Но получилось так, что образы узурпаторов и тиранов, терпящих в трагедиях моральный и политический крах, оказались ярче, выпуклей, сконцентрированнее, чем образы их противников, обладающих глубоким и сложным внутренним миром, но лишенных цельности и силы. Выделяется здесь, пожалуй, один Никомед; Ромен Роллан полагал, что он «принадлежит к типу, который близок всякому народу, — добродушный, веселый гигант, галльский Зигфрид, один среди толпы врагов разрушающий коварные их замыслы, смеющийся над их ничтожеством, полный веселого задора и в конце концов остающийся победителем»[32]. Хотя герой Корнеля истолкован здесь несколько в духе Гаргантюа или Кола Брюньона, цельность и уверенная сила этого образа подмечены верно: Никомед знаменует собой некий возврат к образам «Горация» и даже «Сида». «Горяч и резок он», — говорит о нем Арсиноя. Он способен отринуть личные интересы во имя государственных. Вот его кредо:
А под «царствованием» он понимает правление разумное, справедливое, а потому — величавое.

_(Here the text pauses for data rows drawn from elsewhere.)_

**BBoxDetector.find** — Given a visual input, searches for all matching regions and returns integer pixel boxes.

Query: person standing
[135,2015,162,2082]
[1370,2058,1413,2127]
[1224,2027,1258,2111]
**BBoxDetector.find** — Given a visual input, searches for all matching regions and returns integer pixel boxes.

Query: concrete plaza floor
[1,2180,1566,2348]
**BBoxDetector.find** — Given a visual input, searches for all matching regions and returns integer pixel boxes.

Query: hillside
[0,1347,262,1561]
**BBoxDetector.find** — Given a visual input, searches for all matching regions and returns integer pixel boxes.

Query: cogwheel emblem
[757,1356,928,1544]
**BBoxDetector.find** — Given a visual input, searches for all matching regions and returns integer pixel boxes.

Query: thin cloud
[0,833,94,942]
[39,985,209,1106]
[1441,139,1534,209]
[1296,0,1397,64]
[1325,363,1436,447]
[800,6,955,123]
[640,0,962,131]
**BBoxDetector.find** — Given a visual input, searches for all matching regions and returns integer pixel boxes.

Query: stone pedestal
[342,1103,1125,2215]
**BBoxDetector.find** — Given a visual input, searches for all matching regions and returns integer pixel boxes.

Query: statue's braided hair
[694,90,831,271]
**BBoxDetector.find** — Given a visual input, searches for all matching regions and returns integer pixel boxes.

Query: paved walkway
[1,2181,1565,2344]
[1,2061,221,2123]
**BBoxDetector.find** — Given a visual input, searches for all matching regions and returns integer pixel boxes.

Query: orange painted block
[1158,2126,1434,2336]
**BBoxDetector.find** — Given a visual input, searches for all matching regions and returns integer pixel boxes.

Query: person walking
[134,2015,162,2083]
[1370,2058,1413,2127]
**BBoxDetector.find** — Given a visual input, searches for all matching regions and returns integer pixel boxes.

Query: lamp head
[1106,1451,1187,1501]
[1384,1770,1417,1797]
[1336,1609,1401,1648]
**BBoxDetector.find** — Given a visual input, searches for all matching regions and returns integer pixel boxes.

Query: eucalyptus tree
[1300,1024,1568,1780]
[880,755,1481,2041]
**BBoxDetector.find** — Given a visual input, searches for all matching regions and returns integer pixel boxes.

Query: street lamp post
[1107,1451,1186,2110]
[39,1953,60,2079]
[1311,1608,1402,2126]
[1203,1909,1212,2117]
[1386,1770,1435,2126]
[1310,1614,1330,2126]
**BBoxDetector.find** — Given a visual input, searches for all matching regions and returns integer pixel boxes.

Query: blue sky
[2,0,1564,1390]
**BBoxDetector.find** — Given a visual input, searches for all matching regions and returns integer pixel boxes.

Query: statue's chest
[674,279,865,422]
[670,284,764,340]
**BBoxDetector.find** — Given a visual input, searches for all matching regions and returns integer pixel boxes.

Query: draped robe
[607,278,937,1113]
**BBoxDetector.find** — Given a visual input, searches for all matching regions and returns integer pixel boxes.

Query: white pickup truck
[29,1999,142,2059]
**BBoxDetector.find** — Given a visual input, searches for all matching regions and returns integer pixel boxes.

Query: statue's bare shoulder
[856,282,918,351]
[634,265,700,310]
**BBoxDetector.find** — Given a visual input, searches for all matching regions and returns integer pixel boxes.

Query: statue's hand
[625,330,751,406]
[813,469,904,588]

Трагедии «второй манеры» лишь изредка оказываются посвящены событиям, развертывающимся в Риме. Хотя в «Помпее» мы видим главных персонажей римской политической жизни — Цезаря, Марка Антония, Лепида и других, ни в одной из этих пьес действие не происходит в великом городе. В пьесах этих лет события протекают на окраинах империи (или республики). И вот что полезно отметить. Хотя Рима и нет на сцене, он как бы присутствует в отдалении, и от пьесы к пьесе происходит его развенчание, развенчание его гражданских доблестей, его непререкаемого авторитета. Особой силы развенчание Рима достигает в «Никомеде», где не раз произносятся иронические похвалы в его адрес. Тем самым Рим перестает быть для Корнеля тем идеалом, который он искал в «Горации» и «Цинне». Власть «местная», провинциальная, с одной стороны, менее помпезна и величественна, у нее могут быть существенные недостатки, с другой же стороны, она не так ослеплена своим почти божественным величием, она более человечна, ибо не печется о своем мировом могуществе и авторитете.
С этим уходом на периферию, в страны Востока связана, кок уже говорилось, большая свобода писателя в построении интриги. Сложность стоящих перед героями личных проблем усложнила и взаимоотношения между персонажами, усложнила само действие, которое стало не только более динамичным внешне, но и более напряженным внутренне. Для трагедий этого периода типичны такие положения, когда герои ничего не знают о себе, что приводит к очень осложненным сюжетным ситуациям, даже к мотивам инцеста (на этом во многом строится интрига «Ираклия», хотя до подлинного кровосмесительства дело в пьесе не доходит).
В разборе «Никомеда» Корнель настаивал на допустимости понимать трагедию иначе, чем понимал ее Аристотель, чем понимал ее он сам в пору работы над другими своими пьесами. Не нарушая правила трех единств в трагедиях «второй манеры», Корнель в известной мере изменял одному существенному принципу классицистической эстетики — принципу правдоподобия. Уж слишком исключительны, невероятны обстоятельства, в которых оказываются его герои. Это обнаруживает себя в рассмотренных нами пьесах, но в еще большей мере — в созданных одновременно с ними двух трагедиях, тоже «второй манеры», относимых обычно к числу явных творческих провалов драматурга, — в «Теодоре, девственнице и мученице» (1645) и «Пертарите» (1652). Их недостатки — продолжение достоинств других трагедий этих лет. В них интрига оказалась слишком сложной, и, главное, она уже не во всем детерминировала поведение героев, не вытекала из их характеров.